I have a very large string of key value pairs (old_string) that is formatted as so:
"visitorid"="gh43k9sk-gj49-92ks-jgjs-j2ks-j29slgj952ks", "customer_name"="larry", "customer_state"="alabama",..."visitorid"="..."
this string is very large since it can be up to 30k customers. I am using this to write a file to upload to an online segmentation tool that requires that it is formatted this way with one modification -- the primary key (visitorid) needs to be tab separated and not in quotes. The end result needs to look like this (note the 4 spaces is a tab):
gh43k9sk-gj49-92ks-jgjs-j2ks-j29slgj952ks "customer_name"="larry", "customer_state"="alabama",...ABC3k9sk-gj49-92ks-dgjs-j2ks-j29slgj9bbbb
I wrote the following function that does this fine, but ive noticed that this portion of the script runs the slowest (I am assuming because regex is generally slow).
def getGUIDS(old_string):
'''
Finds guids in the string and formats it as PK for syncfile
@param old_string the string created from the nested dict
@return old_string_fmt the formatted version
'''
print ('getting ids')
ids = re.findall('("\w{8}-\w{4}-\w{4}-\w{4}-\w{12}",)', cat_string) #looks for GUID based on regex
for element in ids:
new_str = str(element.strip('"').strip('"').strip(",").strip('"') + ('\t'))
old_string_fmt = old_string.replace(element, new_str)
return old_string_fmt
Is there a way this can be done without regex that might speed this up?

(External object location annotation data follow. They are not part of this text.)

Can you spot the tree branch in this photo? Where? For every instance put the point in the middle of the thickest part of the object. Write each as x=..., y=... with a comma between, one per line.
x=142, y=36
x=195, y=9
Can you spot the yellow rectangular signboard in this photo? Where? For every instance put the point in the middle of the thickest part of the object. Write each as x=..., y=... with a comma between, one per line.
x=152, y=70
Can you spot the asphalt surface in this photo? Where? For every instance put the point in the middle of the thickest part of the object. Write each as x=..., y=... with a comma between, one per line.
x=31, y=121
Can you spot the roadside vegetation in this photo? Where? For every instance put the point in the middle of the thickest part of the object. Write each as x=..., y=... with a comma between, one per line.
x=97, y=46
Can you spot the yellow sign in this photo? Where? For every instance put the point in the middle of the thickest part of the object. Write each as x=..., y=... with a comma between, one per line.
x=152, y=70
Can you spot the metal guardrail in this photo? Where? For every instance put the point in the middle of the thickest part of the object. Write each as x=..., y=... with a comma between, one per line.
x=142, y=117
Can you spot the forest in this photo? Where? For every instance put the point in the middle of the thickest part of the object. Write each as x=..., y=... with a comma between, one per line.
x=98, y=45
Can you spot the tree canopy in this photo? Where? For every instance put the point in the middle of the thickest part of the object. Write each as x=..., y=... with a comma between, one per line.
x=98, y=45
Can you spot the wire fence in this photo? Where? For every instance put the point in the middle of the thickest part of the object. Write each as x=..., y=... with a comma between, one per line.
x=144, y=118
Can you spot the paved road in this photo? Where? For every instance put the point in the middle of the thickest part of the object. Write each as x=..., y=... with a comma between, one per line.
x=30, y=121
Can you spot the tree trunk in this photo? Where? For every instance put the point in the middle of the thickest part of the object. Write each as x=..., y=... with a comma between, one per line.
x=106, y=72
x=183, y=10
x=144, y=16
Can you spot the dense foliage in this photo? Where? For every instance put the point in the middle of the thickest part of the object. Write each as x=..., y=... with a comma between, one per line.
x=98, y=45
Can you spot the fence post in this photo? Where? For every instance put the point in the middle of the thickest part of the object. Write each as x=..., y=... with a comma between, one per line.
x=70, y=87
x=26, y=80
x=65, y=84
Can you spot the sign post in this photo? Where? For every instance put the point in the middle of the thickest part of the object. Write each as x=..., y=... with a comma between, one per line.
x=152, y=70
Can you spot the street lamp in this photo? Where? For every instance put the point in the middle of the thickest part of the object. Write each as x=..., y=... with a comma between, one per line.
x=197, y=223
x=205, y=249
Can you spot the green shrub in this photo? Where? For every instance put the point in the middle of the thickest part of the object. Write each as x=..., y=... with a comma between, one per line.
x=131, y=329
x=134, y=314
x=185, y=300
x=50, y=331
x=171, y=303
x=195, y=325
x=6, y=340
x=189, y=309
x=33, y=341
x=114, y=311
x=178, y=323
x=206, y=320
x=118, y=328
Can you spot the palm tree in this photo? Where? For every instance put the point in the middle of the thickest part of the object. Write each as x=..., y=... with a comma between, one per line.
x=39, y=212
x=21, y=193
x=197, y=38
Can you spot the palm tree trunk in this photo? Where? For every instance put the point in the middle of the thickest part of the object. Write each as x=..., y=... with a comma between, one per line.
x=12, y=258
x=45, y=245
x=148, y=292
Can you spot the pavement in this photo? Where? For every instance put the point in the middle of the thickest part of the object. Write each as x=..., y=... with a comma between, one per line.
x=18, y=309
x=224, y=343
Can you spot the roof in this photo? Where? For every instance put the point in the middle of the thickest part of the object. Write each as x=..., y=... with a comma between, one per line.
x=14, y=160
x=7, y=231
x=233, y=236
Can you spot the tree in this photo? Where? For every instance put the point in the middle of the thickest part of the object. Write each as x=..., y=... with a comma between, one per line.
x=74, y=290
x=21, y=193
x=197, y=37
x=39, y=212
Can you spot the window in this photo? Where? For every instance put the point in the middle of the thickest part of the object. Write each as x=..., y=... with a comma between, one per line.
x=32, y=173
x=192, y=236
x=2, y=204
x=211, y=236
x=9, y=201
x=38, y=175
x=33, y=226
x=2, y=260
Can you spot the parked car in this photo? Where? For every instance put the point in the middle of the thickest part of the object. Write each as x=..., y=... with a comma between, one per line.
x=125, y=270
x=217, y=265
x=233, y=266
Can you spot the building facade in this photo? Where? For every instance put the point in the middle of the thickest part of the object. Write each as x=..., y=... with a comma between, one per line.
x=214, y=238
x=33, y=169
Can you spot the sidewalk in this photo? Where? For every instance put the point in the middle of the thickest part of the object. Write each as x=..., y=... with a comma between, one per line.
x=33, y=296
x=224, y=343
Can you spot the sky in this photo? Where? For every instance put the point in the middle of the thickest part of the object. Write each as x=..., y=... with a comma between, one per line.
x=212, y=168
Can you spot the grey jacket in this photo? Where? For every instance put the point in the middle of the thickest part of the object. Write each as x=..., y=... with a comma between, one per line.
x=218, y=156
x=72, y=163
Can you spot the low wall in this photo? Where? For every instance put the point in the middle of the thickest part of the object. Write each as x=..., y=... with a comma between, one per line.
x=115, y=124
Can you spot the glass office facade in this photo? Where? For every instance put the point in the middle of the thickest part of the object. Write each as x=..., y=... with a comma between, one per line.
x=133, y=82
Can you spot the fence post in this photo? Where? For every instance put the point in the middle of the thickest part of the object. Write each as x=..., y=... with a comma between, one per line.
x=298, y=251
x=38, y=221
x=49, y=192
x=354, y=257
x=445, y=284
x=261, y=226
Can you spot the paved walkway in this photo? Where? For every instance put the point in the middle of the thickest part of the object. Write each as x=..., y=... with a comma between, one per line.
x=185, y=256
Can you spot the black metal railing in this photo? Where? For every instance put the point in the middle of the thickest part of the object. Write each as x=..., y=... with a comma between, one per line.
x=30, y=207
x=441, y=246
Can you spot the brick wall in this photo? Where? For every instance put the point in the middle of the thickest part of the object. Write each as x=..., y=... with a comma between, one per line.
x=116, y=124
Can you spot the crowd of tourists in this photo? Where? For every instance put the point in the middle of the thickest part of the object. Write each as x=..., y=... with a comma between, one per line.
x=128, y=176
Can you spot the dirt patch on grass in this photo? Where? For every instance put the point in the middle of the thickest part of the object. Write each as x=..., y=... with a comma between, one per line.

The approach is wrong: you match all occurrences meeting your regex and then replace all occurrences with modified matches. You may simply use re.sub
to find all non-overlapping matches and replace them with what you need.
See this Python demo:
import re
def getGUIDS(old_string):
'''
Finds guids in the string and formats it as PK for syncfile
@param old_string the string created from the nested dict
@return old_string_fmt the formatted version
'''
print ('getting ids')
return re.sub(r'"\w+"="(\w{8}(?:-\w{4}){4}-\w{12})"(?:,|$)', '\\1\t', old_string) #looks for GUID based on regex
s='"visitorid"="gh43k9sk-gj49-92ks-jgjs-j2ks-j29slgj952ks", "customer_name"="larry", "customer_state"="alabama",..."visitorid"="..."'
print(getGUIDS(s))
# => getting ids
# => gh43k9sk-gj49-92ks-jgjs-j2ks-j29slgj952ks "customer_name"="larry", "customer_state"="alabama",..."visitorid"="..."
I added "\w+"=
at the start of the regex to also match the key of the GUID value to remove it, replaced a ,
at the end with (?:,|$)
to match either a ,
or end of string (to also handle cases when the key-value is the last one in the string) and enclosed the part you need to keep with capturing parentheses.
The replacement is a backreference to the capturing group #1 and a tab char.